Imagine grace like water gushing from a faucet. As we place ourselves under the faucet of God’s abundant grace we are bound to get wet. This is how spiritual growth and health happens: we place ourselves within the means of grace God provides and he soaks us to the bone. If you’re not under the faucet you won’t get wet. No growth, of course, happens simply and it takes time to transform a person and a life, yet without putting ourselves within the means of God’s grace we are sure to stay stuck. Grace blockers, however, work like an umbrella. We may be standing under the faucet and yet because of the umbrella we may never feel the waters of God’s transforming power. We are putting ourselves in the means of grace, but we have not addressed some major barrier to our growth and so we will remain stuck.

There are any number of grace blockers that might exist, but there are some common ones. As a counselor I’ve seen many of these, and as a Christian I’ve experienced some of them too. Common grace blockers include: bitterness, guilt/shame, addiction, fear, and control. When these remain unaddressed, either intentionally or subconsciously, we will remain stuck in our struggles and cycles of sin. We may be doing all the other right things to fight our sin, to overcome our temptations, to wrestle with our struggles, and yet because this umbrella is still up, we will be unaffected by the transforming grace of God. Note, that God’s grace never stops pouring forth. The challenges to our situation are not a result of God’s distance or lack of involvement. The challenges, in some situations, are directly linked to the inhibitors we have left in place to our own spiritual growth. To move forward we, like Jim, must evaluate what is keeping us stuck.
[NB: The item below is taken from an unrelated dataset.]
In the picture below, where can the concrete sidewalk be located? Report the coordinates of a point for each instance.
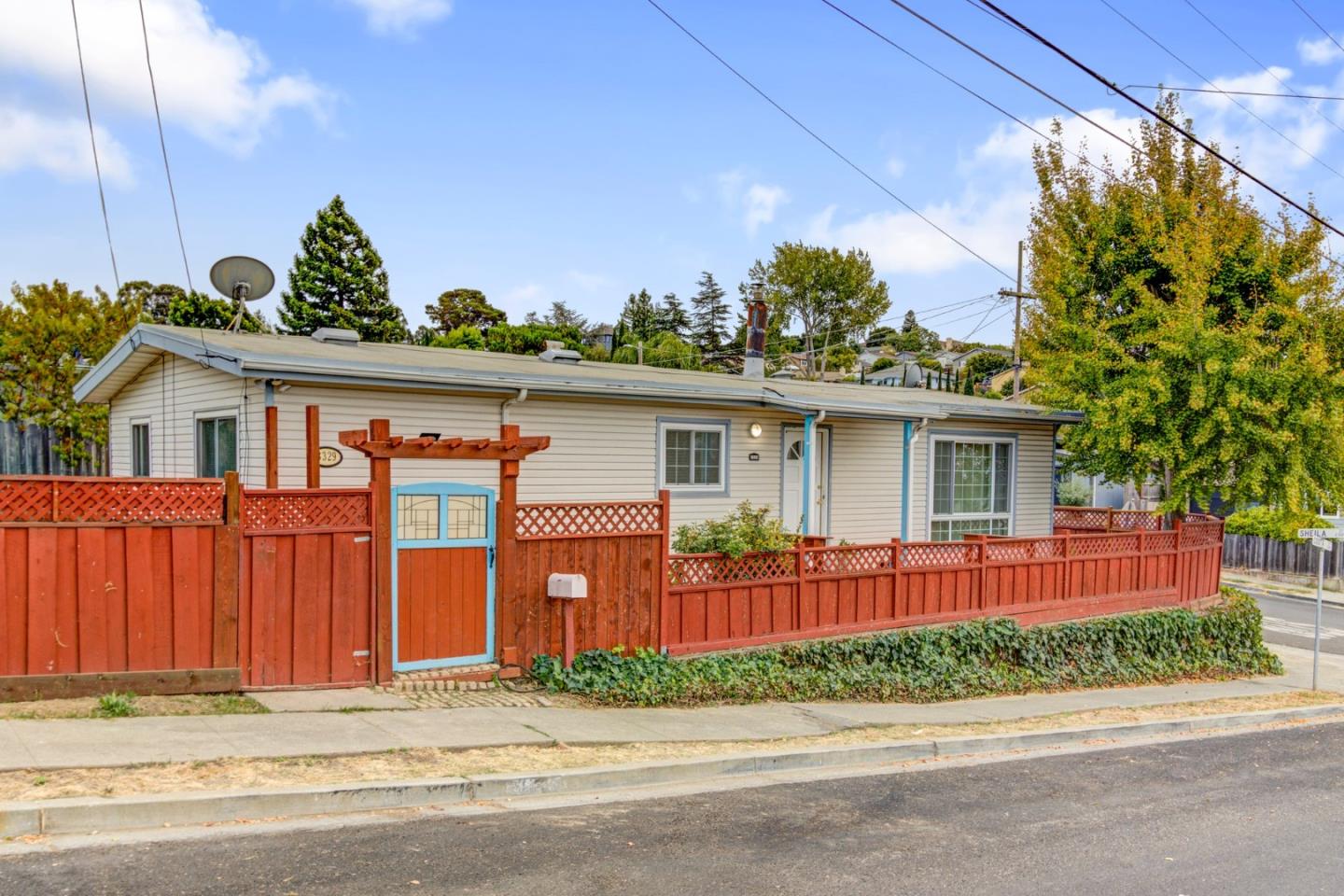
(121, 742)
Do you have a grace blocker in your life? Consider the following evaluative questions as a starting place:

  1. Are there any subjects, attitudes, or situations that are “off-limits” to others? Do you refuse to talk about these or share these with others?
  2. Is there one thing I can think of that would make my life better? What is it? Why is this so important?
  3. What drives me? What am I passionate about?
  4. Am I being faithful to pursue spiritual growth in my own life? How do I know I am striving to grow?
  5. Do I consistently feel stuck in my growth? Do the same struggles plague me, even thought I know precisely what I am supposed to do?
  6. Where do I find comfort and encouragement?
  7. When nothing else is distracting me or keeping me busy what do I spend my time thinking about?
  8. Do I replay situations, conversations, or frustrations in my head? How frequently? Why?
  9. Do certain memories, situations, or potential outcomes consume my thoughts? Do I become anxious as I dwell on them?
  10. Do I struggle to believe I am forgiven even though I know and trust the gospel?

These ten questions can serve to spark some good reflection in your own heart about your own life and desires. As you evaluate your life ask God to reveal an unresolved issues that may be serving as a grace blocker. Seek to confront those with the help of a friend. In this series we are going to explore the five common grace blockers in some detail and seek to confront them with Biblical truth. I hope this will serve as a helpful series for you. I am hopeful that someday Jim will see this reality too.

Comments

  1. Stephanie Caira says:

    Looking forward to this series. Appreciate the imagery of my “sin-blocker” being an umbrella preventing me from being covered in God’s ever flowing grace. Thank you, brother!